Articles

Why LLMs Couldn't Count the R's in "Strawberry" — and How Spelling It Out Fixed It

An AI that writes essays and debugs code couldn't count the r's in "strawberry." The reason reveals how LLMs really see text — and the fix is simply spelling it out.

June 11, 2026 · 5 min read · llm, tokenization, ai, machine learning, prompt engineering, chain-of-thought, nlp, chatgpt, strawberry problem, ai limitations

A small robot gazes up at an oversized glowing strawberry, under the caption "The fruit that humbled billion-parameter models."

For a while, one of the most famous “gotchas” on the internet was embarrassingly simple: ask a state-of-the-art language model how many r’s are in the word strawberry, and watch a system capable of writing essays, debugging code, and passing professional exams confidently answer “two.”

How could something so smart fail at something a first-grader can do? The answer reveals something fundamental about how these models actually see text — and the fix turns out to be surprisingly low-tech.

A friendly robot holds a magnifying glass over the word "strawberry," which is split into two jigsaw pieces reading "straw" and "berry" — illustrating how a tokenizer breaks the word into chunks rather than letters.

LLMs Don’t See Letters — They See Tokens

When you type “strawberry” into a chat window, the model never receives the letters s-t-r-a-w-b-e-r-r-y. Before your text reaches the neural network, it passes through a tokenizer, which chops text into chunks called tokens. A token might be a whole word, a fragment of a word, or a piece of punctuation.

So “strawberry” might arrive as something like:

straw + berry, or
str + aw + berry

depending on the tokenizer. The model then works with numeric IDs representing those chunks — not the characters inside them. Asking it to count letters is a bit like asking someone to count the bricks in a wall when all they’ve ever been shown is a photo of the finished house.

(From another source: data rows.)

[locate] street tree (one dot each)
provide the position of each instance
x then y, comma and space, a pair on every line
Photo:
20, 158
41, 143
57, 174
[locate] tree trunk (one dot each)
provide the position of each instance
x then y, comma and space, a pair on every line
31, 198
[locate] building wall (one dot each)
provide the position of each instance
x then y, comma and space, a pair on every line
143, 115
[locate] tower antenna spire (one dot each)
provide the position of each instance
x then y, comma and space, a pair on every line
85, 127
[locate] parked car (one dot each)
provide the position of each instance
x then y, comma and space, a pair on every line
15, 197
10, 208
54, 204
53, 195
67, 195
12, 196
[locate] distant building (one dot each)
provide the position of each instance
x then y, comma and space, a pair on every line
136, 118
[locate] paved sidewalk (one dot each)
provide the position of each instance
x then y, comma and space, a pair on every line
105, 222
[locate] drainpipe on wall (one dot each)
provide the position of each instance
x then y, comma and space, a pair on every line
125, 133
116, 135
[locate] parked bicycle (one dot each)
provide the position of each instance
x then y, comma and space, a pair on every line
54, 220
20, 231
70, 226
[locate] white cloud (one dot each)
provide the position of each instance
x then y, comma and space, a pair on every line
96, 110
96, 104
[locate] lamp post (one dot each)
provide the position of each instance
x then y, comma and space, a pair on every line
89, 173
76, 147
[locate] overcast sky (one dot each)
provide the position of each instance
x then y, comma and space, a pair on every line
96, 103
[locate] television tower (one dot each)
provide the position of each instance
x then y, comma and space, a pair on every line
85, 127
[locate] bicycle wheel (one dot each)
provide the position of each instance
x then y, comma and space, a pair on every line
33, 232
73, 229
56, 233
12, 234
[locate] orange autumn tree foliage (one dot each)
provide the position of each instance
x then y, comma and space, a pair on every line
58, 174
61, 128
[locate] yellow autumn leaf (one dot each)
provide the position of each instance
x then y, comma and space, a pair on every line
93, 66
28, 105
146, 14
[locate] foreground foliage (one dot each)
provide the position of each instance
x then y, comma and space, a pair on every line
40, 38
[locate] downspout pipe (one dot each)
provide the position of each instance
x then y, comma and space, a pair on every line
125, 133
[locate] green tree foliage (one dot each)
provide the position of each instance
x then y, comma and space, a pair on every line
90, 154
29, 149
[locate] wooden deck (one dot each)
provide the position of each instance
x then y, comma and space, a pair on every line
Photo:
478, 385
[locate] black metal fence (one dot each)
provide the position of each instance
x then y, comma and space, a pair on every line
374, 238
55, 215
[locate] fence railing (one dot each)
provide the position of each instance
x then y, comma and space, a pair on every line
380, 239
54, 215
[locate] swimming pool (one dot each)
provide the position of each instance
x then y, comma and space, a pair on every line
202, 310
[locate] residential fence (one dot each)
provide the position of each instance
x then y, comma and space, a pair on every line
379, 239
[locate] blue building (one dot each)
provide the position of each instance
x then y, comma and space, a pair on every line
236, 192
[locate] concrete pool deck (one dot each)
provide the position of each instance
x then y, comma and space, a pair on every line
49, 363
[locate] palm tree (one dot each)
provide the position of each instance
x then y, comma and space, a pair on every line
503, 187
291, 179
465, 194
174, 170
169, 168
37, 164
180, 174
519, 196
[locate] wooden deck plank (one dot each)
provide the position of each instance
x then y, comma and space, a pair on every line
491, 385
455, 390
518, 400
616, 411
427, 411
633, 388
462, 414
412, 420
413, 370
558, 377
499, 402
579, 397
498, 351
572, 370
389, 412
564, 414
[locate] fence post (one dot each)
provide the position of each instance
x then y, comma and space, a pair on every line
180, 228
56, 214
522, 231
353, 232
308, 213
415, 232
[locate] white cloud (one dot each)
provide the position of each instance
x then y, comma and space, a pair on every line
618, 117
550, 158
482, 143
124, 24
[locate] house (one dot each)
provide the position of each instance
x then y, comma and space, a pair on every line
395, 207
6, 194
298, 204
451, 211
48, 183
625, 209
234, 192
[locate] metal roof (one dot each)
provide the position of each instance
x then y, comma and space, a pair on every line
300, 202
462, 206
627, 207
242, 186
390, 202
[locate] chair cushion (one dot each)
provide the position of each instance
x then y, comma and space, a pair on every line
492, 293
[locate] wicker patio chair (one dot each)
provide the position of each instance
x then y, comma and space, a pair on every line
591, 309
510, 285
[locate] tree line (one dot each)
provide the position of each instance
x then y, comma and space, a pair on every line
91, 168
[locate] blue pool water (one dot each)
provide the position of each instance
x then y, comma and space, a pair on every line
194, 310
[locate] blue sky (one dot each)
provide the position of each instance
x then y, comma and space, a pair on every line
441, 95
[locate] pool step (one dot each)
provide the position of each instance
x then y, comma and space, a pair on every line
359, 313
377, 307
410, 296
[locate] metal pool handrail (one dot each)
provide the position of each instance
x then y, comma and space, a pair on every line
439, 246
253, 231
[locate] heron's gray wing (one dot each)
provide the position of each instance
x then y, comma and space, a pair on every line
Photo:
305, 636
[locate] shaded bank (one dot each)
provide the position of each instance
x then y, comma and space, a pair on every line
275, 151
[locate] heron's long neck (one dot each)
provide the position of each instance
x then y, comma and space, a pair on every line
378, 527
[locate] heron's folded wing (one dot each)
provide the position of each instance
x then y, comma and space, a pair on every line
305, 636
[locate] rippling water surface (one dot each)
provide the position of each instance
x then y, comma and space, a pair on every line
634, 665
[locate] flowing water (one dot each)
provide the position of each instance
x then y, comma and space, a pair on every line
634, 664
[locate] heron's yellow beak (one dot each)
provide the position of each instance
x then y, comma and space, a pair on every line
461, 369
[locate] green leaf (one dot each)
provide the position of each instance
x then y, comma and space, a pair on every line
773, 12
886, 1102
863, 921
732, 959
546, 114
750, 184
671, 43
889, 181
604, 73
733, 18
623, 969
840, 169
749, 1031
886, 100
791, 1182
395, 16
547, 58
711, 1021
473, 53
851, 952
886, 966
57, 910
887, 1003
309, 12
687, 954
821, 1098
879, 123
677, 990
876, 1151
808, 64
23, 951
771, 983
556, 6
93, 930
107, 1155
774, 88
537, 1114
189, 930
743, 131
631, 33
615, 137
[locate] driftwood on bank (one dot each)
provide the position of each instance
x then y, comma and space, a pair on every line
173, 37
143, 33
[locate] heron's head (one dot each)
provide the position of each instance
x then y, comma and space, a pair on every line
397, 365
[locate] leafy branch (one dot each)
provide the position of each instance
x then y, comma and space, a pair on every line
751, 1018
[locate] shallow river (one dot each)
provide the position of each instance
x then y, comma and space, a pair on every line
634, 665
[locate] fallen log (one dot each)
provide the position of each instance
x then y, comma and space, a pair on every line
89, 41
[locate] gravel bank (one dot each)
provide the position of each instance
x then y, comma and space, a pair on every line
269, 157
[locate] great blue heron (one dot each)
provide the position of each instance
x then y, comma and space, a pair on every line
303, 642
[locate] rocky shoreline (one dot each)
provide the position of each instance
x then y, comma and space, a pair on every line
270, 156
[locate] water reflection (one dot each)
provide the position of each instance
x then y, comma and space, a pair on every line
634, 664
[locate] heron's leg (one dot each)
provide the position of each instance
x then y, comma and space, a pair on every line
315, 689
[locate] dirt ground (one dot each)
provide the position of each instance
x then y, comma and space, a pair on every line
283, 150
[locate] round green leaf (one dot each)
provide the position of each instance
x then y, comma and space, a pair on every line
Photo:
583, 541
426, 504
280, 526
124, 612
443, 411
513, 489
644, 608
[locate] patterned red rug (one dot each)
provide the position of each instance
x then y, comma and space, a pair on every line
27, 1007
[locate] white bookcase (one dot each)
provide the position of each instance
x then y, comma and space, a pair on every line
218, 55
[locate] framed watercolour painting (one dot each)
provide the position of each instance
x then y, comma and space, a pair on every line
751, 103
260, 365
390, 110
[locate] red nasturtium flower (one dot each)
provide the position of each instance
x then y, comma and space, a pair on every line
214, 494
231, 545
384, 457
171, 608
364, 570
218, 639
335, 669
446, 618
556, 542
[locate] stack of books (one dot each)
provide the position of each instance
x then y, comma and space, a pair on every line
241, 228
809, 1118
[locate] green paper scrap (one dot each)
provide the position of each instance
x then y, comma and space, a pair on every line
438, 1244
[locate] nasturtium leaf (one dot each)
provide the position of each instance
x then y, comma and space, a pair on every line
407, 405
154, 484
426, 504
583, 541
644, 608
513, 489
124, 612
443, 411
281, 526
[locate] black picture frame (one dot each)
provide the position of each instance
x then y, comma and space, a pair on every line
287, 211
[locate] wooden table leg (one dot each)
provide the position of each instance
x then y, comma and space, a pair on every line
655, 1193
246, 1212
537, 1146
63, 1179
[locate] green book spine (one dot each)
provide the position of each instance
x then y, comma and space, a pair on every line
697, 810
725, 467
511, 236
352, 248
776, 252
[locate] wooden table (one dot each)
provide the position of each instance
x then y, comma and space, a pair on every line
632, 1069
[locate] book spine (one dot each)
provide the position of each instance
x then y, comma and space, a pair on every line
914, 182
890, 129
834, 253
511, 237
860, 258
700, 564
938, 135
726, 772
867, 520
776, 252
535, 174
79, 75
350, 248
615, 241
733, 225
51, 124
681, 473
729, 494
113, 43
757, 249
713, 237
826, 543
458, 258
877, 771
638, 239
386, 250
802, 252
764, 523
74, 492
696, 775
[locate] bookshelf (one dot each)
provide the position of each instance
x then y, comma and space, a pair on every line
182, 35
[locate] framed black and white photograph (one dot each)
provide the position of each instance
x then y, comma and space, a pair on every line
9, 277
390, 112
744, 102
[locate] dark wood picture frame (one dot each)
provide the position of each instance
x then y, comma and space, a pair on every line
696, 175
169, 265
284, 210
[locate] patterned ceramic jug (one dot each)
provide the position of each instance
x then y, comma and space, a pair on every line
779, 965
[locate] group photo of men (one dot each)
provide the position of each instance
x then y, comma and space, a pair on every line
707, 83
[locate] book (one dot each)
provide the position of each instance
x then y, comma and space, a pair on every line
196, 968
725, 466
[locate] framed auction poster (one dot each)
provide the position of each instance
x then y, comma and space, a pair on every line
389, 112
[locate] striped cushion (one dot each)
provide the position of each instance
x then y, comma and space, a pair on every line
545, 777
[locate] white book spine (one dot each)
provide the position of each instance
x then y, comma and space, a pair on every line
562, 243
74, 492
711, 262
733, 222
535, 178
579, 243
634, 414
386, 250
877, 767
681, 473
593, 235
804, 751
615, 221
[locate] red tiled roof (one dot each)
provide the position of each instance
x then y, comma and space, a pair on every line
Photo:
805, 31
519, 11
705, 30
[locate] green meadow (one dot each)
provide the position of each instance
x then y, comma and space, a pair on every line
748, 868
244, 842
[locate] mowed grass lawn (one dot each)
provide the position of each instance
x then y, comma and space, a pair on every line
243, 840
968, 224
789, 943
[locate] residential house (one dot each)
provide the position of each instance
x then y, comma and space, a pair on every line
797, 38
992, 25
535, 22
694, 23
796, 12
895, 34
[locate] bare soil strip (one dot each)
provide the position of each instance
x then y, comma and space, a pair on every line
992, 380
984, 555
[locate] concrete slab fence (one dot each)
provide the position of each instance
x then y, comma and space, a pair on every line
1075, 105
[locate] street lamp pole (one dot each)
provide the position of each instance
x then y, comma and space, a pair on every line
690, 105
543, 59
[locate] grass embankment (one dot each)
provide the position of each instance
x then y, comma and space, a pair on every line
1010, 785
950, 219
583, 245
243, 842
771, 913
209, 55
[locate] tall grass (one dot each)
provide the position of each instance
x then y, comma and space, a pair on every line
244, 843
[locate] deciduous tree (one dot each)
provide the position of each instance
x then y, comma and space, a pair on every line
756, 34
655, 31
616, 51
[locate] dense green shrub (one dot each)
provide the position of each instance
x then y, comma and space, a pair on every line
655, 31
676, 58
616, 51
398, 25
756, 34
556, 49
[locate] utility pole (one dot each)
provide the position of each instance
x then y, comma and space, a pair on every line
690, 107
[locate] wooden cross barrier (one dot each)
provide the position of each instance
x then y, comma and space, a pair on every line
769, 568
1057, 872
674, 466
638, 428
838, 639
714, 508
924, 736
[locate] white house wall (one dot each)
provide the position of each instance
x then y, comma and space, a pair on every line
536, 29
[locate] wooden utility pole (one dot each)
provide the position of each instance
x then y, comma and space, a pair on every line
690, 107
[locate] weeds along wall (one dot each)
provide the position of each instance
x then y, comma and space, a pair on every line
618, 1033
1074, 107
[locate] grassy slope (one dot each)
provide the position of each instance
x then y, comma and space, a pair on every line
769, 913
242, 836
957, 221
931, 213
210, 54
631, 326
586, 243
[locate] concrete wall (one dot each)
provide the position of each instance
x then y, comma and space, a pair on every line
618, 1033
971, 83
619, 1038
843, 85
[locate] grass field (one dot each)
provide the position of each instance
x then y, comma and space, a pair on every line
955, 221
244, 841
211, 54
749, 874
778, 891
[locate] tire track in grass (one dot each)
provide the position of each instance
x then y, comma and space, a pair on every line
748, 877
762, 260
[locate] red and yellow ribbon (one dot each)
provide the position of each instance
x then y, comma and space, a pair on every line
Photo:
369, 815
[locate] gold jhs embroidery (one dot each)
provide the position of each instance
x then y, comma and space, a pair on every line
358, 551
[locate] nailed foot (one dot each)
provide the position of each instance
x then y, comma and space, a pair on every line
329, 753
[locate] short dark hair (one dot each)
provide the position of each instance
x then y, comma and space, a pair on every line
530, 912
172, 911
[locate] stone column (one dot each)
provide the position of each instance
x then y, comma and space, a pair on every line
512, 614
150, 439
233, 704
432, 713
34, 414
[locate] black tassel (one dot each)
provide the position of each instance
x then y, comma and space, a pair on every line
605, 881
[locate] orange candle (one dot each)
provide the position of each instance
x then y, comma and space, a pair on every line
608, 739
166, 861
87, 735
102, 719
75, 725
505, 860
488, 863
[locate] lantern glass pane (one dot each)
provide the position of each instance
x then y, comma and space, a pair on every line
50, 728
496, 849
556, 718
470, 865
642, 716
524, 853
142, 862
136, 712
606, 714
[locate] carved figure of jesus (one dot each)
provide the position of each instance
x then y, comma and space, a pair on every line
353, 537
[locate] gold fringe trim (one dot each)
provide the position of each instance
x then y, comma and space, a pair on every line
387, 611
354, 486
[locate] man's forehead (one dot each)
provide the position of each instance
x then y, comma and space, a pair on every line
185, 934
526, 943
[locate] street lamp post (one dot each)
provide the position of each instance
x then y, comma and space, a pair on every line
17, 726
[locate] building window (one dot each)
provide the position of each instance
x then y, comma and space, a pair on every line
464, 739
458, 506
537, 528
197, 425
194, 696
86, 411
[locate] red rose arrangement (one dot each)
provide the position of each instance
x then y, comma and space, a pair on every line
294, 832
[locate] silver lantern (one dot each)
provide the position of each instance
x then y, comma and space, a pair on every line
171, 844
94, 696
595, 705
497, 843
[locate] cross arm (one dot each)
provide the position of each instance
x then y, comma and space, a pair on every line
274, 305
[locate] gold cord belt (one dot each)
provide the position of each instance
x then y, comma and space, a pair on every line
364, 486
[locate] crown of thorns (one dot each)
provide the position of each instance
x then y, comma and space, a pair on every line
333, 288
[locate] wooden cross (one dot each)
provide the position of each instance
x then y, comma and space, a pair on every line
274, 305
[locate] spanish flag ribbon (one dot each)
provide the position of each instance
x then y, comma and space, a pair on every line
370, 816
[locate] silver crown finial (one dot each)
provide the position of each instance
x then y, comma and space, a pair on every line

Tokenization isn’t a design flaw — it’s a deliberate trade-off. Processing text in chunks instead of individual characters makes models dramatically faster and lets them fit far more text into their context window. Letter-counting is just one of the rare tasks where that trade-off bites.

This is also why LLMs historically struggled with related character-level tasks: reversing a word, finding the third letter, counting syllables, or playing Wordle well. The information about individual characters exists only implicitly in the model’s training, not explicitly in its input.

The Fix: Just Spell the Word Out

Here’s the interesting part. People noticed early on that if you gave an older model the word pre-broken into letters — s, t, r, a, w, b, e, r, r, y — it could suddenly count just fine. Each letter became its own token, so the model could finally “see” what it was counting.

Modern models internalized this trick. When you ask a current model to count letters, it typically does something like this in its own response or reasoning:

Spell the word out explicitly: s-t-r-a-w-b-e-r-r-y
Scan the spelled-out version for the target letter
Count the matches and answer

The crucial insight: once the model writes the word letter-by-letter, those individual characters become separate tokens in its own context. The model has essentially converted the problem into a form it can perceive — the same fix users used to apply manually, now applied automatically.

A before-and-after comparison: on the left, a confused robot squints at "strawberry" as a single tokenized block; on the right, a confident robot gives a thumbs-up beside the word spelled out as individual letter tiles, S-T-R-A-W-B-E-R-R-Y.

Is It a Tool, a Script, or Just… Text?

A common assumption is that models now call a Python script or an external tool to count letters. Some AI systems genuinely can do that — many chat products have code-execution sandboxes, and running word.count("r") is trivially reliable.

But in most everyday cases, no tool is involved at all. The model simply writes the spelling into its visible answer or its internal chain-of-thought, and that act of writing is what makes the letters countable. It’s self-help, not outsourcing:

Tool-based approach: the model generates code, an external interpreter runs it, and the result comes back. Maximum reliability, but requires infrastructure.
Spell-it-out approach: the model decomposes the word in plain text and counts from its own output. No infrastructure needed — just a learned habit of breaking the problem down.

What This Episode Says About LLMs

The strawberry saga is a small story with a big moral. It shows that:

LLM failures often reveal architecture, not intelligence. The models weren’t “dumb” — they were blind to a level of detail their input format hid from them.
Decomposition is a superpower. Breaking a problem into smaller, explicitly visible steps fixed letter counting, and the same principle underlies chain-of-thought reasoning, which improved LLM performance across math, logic, and planning.
Humans and models converged on the same workaround. Users discovered the spell-it-out trick through experimentation; later models learned to do it themselves. The fix migrated from the prompt into the model’s behavior.

There’s something almost charming about it: one of the most advanced technologies of our time was tripped up by a fruit, and the cure was the same thing a patient teacher tells a child — slow down and spell it out.